It also announced "the signing of a sale and purchase agreement to sell its entire stake in Rosbank and the Group's Russian insurance subsidiaries" to Interros Capital, an investment firm founded by one of Russia's richest oligarchs, Kremlin confidant Vladimir Potanin.

"With this agreement, concluded after several weeks of intensive work, the Group would exit in an effective and orderly manner from Russia, ensuring continuity for its employees and clients," Societe Generale said.

The bank said it expects the deal to be completed in the coming weeks and that it was subject to approval from regulators.

Societe Generale shares sank by more than five percent following its announcement.

In a separate statement, Interros said that "the conditions for the deal have been approved by the government commission on control over foreign investment in the Russia Federation".

"Interros intends to do the maximum efforts to develop Rosbank," Potanin said in his company's statement.

"The main objective is to maintain the stability of Rosbank, as well as create new opportunities for its clients and partners," he said.

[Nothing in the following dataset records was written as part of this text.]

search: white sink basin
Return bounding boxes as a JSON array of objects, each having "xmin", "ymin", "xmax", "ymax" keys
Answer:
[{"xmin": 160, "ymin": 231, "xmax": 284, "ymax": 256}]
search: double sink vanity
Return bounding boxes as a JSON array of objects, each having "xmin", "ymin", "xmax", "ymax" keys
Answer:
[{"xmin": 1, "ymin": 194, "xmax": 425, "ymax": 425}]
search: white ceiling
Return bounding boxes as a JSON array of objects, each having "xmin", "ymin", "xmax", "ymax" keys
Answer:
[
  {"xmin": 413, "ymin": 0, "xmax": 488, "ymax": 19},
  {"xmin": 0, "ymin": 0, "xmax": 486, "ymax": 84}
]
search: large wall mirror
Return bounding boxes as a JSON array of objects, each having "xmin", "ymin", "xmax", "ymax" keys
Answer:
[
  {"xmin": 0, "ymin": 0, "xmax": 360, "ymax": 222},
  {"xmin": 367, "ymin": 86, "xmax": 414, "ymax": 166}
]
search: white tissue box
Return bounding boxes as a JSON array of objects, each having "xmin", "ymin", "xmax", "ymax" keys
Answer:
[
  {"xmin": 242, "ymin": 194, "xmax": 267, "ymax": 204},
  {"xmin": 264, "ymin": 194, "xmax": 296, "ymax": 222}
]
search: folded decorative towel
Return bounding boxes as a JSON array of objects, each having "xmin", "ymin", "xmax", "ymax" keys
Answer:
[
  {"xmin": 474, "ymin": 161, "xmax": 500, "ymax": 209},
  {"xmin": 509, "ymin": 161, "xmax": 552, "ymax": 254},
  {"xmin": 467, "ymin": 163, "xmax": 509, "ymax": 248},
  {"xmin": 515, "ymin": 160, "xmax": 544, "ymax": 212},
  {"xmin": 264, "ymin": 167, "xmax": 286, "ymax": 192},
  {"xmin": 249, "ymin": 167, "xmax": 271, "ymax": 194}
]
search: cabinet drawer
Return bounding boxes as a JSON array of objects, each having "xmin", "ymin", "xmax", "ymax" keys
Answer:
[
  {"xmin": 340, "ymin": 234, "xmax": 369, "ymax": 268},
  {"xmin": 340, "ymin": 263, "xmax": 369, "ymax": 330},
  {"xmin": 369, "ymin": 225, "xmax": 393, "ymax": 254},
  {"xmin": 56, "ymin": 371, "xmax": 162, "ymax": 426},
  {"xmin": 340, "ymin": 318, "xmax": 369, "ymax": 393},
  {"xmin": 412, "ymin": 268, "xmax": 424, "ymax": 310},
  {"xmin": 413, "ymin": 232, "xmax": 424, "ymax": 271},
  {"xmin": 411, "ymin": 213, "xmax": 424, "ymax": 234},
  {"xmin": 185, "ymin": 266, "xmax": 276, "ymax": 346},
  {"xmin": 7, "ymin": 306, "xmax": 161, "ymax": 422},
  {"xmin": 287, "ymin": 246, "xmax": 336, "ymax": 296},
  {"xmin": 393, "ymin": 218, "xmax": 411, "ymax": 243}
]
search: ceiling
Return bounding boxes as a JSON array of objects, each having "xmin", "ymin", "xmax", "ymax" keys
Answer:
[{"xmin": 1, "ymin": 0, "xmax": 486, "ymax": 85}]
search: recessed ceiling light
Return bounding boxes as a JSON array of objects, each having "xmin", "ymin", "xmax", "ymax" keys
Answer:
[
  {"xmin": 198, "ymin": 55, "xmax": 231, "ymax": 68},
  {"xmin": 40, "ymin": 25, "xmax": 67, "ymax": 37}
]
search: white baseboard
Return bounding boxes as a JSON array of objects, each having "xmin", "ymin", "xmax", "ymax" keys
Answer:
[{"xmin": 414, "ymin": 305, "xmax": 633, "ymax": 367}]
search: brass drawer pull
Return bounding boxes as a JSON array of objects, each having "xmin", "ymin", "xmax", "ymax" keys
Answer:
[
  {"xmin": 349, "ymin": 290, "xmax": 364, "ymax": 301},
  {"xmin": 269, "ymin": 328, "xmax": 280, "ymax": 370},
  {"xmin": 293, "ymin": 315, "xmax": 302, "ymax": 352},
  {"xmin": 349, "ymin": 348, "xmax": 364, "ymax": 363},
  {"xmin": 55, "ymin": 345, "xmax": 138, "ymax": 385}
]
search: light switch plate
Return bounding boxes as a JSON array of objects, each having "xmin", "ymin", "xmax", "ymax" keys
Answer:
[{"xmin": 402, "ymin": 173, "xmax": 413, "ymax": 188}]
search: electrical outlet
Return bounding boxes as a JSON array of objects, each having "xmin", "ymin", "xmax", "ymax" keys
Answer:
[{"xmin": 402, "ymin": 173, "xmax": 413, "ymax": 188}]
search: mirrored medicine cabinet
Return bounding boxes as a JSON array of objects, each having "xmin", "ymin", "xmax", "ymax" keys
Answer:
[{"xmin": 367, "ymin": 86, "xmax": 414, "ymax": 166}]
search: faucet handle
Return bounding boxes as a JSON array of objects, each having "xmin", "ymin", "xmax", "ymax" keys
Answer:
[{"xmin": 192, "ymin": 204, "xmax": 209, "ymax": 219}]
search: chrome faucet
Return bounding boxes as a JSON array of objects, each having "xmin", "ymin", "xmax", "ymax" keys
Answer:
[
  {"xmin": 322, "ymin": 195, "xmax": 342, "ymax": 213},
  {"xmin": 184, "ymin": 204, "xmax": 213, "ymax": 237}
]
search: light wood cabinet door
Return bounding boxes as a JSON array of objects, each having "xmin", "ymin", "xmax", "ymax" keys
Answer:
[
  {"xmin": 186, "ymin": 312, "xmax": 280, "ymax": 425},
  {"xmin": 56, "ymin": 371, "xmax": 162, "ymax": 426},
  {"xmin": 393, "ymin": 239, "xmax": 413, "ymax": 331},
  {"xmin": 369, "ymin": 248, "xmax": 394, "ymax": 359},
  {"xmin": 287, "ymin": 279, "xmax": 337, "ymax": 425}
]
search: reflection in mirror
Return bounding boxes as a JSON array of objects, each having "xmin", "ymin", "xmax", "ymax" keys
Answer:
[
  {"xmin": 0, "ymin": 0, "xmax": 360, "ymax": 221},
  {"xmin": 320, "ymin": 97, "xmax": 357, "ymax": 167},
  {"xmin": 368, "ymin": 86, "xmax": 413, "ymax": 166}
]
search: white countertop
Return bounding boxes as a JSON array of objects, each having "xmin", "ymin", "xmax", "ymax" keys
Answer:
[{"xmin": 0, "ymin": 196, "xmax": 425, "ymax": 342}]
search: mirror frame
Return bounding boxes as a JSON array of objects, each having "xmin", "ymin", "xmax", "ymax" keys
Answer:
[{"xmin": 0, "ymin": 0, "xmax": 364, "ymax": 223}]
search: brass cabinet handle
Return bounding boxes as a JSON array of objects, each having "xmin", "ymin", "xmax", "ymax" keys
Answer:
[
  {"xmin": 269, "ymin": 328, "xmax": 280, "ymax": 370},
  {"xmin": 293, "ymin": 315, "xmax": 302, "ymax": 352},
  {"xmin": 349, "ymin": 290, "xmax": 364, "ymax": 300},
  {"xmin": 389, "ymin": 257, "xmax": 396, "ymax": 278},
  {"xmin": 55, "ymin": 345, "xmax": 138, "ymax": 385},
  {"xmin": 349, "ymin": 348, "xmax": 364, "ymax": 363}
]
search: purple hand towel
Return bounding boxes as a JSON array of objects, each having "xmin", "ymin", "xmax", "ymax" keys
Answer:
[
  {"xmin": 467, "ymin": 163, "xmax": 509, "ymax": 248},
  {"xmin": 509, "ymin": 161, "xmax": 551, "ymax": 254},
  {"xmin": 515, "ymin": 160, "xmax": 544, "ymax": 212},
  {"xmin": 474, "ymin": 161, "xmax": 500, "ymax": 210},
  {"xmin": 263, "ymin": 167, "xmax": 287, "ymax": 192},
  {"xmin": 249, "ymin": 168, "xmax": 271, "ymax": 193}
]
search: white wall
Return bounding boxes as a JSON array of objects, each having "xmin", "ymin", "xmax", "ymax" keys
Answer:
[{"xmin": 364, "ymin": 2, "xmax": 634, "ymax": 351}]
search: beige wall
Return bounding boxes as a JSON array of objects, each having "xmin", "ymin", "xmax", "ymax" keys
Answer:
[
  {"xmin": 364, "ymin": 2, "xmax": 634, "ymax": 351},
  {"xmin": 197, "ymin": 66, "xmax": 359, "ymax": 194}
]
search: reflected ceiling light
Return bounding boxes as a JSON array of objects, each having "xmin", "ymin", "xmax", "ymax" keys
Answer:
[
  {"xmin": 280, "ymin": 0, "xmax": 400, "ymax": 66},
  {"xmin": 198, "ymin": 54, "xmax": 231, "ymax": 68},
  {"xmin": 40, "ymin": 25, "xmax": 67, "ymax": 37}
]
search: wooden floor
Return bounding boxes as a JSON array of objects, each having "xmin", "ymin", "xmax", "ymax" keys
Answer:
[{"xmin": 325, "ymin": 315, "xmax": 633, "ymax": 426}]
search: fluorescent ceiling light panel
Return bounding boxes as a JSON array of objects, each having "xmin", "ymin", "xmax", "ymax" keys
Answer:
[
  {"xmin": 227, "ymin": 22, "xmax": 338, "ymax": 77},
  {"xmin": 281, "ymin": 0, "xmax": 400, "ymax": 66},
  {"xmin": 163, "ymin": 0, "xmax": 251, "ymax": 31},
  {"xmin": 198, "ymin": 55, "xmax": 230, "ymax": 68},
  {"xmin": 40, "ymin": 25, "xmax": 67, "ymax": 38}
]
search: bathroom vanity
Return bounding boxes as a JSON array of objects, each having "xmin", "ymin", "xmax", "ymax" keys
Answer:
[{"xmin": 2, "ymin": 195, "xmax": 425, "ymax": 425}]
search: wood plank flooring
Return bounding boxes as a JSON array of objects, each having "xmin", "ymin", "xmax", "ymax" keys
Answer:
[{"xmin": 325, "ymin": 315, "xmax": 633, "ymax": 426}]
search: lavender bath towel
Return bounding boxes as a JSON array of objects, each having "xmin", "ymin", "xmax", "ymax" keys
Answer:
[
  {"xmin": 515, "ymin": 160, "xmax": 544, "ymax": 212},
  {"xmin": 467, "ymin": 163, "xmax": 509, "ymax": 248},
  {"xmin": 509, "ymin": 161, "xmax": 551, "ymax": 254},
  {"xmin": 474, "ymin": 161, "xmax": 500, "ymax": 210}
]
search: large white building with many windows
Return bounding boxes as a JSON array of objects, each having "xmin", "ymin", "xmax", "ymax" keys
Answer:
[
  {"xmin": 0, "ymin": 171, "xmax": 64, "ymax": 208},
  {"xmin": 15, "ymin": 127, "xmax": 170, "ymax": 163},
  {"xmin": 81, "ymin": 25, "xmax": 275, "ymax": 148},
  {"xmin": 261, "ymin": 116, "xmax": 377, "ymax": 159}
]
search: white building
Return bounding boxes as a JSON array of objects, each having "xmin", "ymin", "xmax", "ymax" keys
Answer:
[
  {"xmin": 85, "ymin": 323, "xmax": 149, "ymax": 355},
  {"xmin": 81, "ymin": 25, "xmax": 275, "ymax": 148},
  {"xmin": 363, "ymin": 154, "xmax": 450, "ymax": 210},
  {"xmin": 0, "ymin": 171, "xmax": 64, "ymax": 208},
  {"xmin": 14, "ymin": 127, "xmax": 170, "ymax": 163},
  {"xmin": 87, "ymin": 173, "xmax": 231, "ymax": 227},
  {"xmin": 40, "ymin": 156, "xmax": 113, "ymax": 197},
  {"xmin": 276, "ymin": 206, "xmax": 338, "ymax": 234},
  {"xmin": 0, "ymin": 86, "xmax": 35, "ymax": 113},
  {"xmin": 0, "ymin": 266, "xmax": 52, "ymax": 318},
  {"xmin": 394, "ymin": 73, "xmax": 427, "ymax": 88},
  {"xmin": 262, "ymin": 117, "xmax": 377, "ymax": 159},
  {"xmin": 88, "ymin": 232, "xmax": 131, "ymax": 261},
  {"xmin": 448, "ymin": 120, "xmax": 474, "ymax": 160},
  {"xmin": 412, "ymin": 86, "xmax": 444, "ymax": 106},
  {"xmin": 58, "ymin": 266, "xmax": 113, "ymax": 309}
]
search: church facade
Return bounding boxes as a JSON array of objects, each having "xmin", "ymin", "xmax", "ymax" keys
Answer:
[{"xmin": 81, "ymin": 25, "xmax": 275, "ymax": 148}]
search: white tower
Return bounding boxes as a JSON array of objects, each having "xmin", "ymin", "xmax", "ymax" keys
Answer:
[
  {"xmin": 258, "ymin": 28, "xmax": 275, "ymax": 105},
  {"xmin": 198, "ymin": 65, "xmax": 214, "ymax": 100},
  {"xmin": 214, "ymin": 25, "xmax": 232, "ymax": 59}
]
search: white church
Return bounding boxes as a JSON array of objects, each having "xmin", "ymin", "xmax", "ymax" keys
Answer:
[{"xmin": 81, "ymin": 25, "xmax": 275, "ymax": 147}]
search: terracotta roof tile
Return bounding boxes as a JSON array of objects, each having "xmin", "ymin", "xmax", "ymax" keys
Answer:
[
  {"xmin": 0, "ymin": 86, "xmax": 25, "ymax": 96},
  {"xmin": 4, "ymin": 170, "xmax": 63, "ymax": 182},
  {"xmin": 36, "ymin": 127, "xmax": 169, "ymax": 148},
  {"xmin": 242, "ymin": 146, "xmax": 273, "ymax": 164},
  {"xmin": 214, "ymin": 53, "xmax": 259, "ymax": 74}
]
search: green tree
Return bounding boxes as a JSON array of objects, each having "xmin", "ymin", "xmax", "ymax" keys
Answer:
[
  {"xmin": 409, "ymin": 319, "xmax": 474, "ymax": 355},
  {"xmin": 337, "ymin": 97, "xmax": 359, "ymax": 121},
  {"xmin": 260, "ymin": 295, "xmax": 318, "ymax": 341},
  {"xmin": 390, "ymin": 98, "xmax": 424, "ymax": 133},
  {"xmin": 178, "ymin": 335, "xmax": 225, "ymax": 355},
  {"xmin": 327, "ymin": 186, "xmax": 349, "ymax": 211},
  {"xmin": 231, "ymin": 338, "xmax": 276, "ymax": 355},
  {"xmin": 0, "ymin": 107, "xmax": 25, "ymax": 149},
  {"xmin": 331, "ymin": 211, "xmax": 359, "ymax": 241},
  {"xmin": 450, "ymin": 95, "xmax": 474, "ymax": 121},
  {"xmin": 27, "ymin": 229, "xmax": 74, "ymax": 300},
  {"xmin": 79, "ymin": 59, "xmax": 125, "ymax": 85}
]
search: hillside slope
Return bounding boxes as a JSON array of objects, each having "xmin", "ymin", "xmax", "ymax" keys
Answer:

In a statement, Rosbank said it was "certain" that the firm would maintain its stability thanks to its "expertise" and reliance on "international expertise".

The Russian bank said it built "great resistance" to economic turmoil due to its "well-thought-out risk policy" as well as its balanced loan portfolio and diversified liquidity base.

Hundreds of foreign companies, ranging from financial firms to retailers and fast-food restaurants, have pulled out of Russia since the February 24 invasion.

But French firms, which are the biggest foreign employers in Russia, have been among the slowest to withdraw, prompting Ukrainian President Volodymyr Zelensky to urge them to leave during an address to the French parliament on March 23.

The Western exodus followed the invasion and a slew of Western sanctions on Russia, including the freezing of $300 billion of the country's foreign currency reserves abroad.

Russia has since faced the risk of defaulting on its debt.